During closing statements, prosecutor Susan Shafer said Baker was dangerous because he still could fool people into believing he was a good person. She said the best of Matt was his two daughters, who were asleep in the house when he killed his wife.

He thought no more of them than to murder their mother and then erase her legacy with them by convincing them that she didn't love them enough to stay and raise them, that she committed suicide, Shafer told jurors.

Gray had told jurors that Baker was on trial only because he lied about having an affair.

The state's key witness was his ex-mistress Vanessa Bulls, who told jurors that Baker slipped his wife the prescription sleep aid Ambien, handcuffed her to the bed under the guise of spicing up their marriage, and smothered her with a pillow after she fell asleep. Baker told Bulls he typed a suicide note and rubbed Kari's lifeless hand over it in case it was tested for fingerprints, she testified.

Then he called 911 and said he moved her to the floor, dressed her nude body and began doing CPR, but witnesses testified that was impossible in the few minutes before police arrived. He also gave conflicting statements about when he found the suicide note, whether his wife was awake or asleep when he went to run errands that night, and which door was locked when he returned about 45 minutes later.

Baker also searched numerous pharmaceutical Web sites and almost bought Ambien online, according to other testimony. Ambien was one of three drugs found in Kari Baker's body, according to the autopsy results.

Shortly after her death, he removed Kari's pictures and clothes and replaced them with photos of Bulls with his daughters, according to testimony. He also looked at engagement rings with Bulls.

During sentencing Thursday, four women testified that Baker had made unwanted sexual advances toward them, including one who complained to police of an attempted sexual assault.

Baker also used his church-issued laptop and a computer at a youth center to look at pornographic Web sites and those for married adults who want to have affairs, Noel Kersh, a computer forensics examiner, testified Thursday.

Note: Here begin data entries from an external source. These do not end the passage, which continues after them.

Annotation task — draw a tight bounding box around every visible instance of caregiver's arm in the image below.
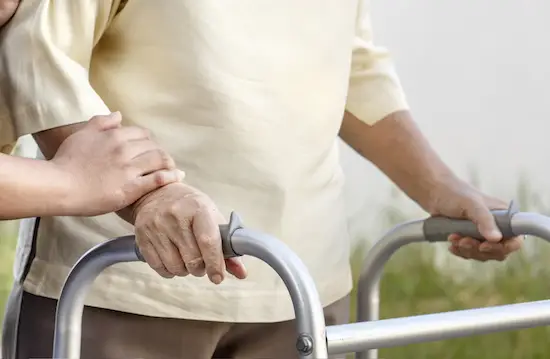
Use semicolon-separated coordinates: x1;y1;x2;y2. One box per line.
0;113;181;220
0;0;180;221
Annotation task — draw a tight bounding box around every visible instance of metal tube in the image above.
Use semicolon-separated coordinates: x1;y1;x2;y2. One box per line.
231;228;328;359
327;300;550;354
53;236;138;359
356;212;550;359
53;228;328;359
356;221;430;359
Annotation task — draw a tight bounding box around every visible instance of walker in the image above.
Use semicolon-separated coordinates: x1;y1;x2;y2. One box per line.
53;203;550;359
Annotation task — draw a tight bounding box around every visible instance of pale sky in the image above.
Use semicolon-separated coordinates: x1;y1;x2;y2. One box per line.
342;0;550;245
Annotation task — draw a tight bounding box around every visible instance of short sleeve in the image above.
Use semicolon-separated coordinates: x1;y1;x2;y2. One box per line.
346;0;408;125
0;0;122;147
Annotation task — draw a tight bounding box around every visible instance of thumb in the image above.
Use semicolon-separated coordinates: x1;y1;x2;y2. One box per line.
225;258;248;279
466;202;502;242
88;111;122;131
127;169;185;203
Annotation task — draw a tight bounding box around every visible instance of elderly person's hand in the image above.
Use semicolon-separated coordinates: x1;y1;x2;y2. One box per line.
131;183;246;284
0;0;20;26
429;180;523;261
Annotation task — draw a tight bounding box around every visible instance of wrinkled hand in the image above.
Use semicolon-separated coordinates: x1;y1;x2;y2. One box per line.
50;112;183;216
0;0;20;26
429;181;523;262
133;183;246;284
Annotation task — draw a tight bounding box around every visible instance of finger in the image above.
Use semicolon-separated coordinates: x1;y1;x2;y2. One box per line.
108;126;151;143
86;111;122;131
504;236;525;254
447;233;462;242
466;202;502;242
136;229;174;278
449;246;470;259
126;170;185;204
172;214;206;277
193;208;226;284
151;231;188;277
127;147;176;175
225;258;248;279
470;249;507;262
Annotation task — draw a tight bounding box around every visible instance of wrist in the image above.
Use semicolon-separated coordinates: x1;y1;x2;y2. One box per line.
416;171;465;214
40;160;81;216
116;182;187;225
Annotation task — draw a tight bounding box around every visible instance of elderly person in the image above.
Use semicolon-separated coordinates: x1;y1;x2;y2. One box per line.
0;0;521;359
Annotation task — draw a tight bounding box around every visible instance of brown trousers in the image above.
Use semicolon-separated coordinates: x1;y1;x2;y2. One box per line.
3;292;349;359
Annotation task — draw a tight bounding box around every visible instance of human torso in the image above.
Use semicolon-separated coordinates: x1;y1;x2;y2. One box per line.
19;0;357;321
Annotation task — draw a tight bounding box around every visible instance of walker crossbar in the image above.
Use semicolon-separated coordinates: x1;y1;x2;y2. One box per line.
53;201;550;359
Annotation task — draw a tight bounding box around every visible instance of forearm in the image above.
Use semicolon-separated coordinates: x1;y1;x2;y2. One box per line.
34;122;139;224
340;111;460;211
0;154;70;220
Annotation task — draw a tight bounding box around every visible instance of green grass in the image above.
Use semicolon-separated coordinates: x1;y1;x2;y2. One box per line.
0;222;17;320
0;175;550;359
352;245;550;359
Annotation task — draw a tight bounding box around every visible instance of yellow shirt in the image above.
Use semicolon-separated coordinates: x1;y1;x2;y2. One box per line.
0;0;406;322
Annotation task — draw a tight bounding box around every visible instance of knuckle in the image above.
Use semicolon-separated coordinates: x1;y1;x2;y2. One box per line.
136;127;151;139
153;171;168;187
189;258;206;276
165;263;187;276
157;149;176;169
197;233;218;248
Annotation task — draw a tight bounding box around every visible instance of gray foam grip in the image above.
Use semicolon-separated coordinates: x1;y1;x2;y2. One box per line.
424;201;519;242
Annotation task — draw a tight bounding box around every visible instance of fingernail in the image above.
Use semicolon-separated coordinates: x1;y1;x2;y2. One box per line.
211;274;222;284
177;170;185;182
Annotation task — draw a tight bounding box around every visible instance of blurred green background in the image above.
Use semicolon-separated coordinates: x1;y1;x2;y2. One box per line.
0;177;550;359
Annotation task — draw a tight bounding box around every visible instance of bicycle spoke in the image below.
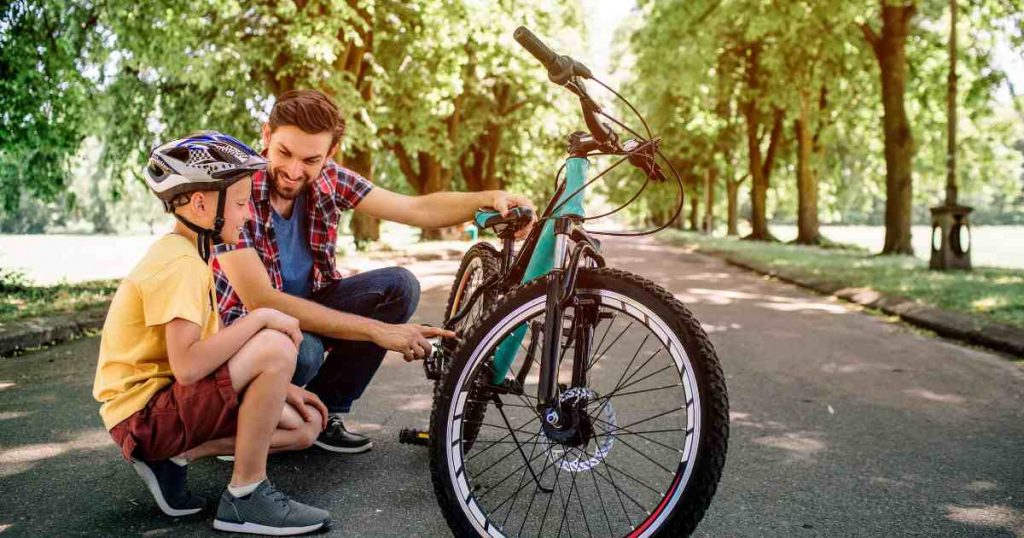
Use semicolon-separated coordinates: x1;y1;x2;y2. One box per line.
602;383;683;400
577;442;662;498
590;450;615;536
590;417;684;453
587;313;617;372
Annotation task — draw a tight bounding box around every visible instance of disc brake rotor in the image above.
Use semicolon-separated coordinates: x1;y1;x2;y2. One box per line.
540;387;618;472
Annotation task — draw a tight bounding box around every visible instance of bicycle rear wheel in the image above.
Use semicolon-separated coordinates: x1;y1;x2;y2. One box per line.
431;243;501;452
430;270;728;536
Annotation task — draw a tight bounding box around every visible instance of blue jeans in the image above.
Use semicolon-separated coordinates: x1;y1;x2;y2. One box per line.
292;267;420;413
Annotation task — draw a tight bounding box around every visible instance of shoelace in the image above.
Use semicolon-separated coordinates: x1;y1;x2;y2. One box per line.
327;417;345;431
266;486;288;506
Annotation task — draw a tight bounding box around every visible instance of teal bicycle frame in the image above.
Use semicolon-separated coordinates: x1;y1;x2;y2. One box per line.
476;157;590;384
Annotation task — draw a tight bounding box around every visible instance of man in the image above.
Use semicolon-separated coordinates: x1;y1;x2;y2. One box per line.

Several people who knew Baker as a child or teen called him a good guy, and Sharon Rollins, who grew up with him, described Baker as charming and flirtatious, but said she never took it as an advance.

Jeanne Lehrmann, a member of a Baptist church in Riesel where Baker was pastor several years ago, testified that he was a fine pastor.

I truly felt that he is a man of God, Lehrmann said, adding that she still felt that way and did not believe much of the trial evidence.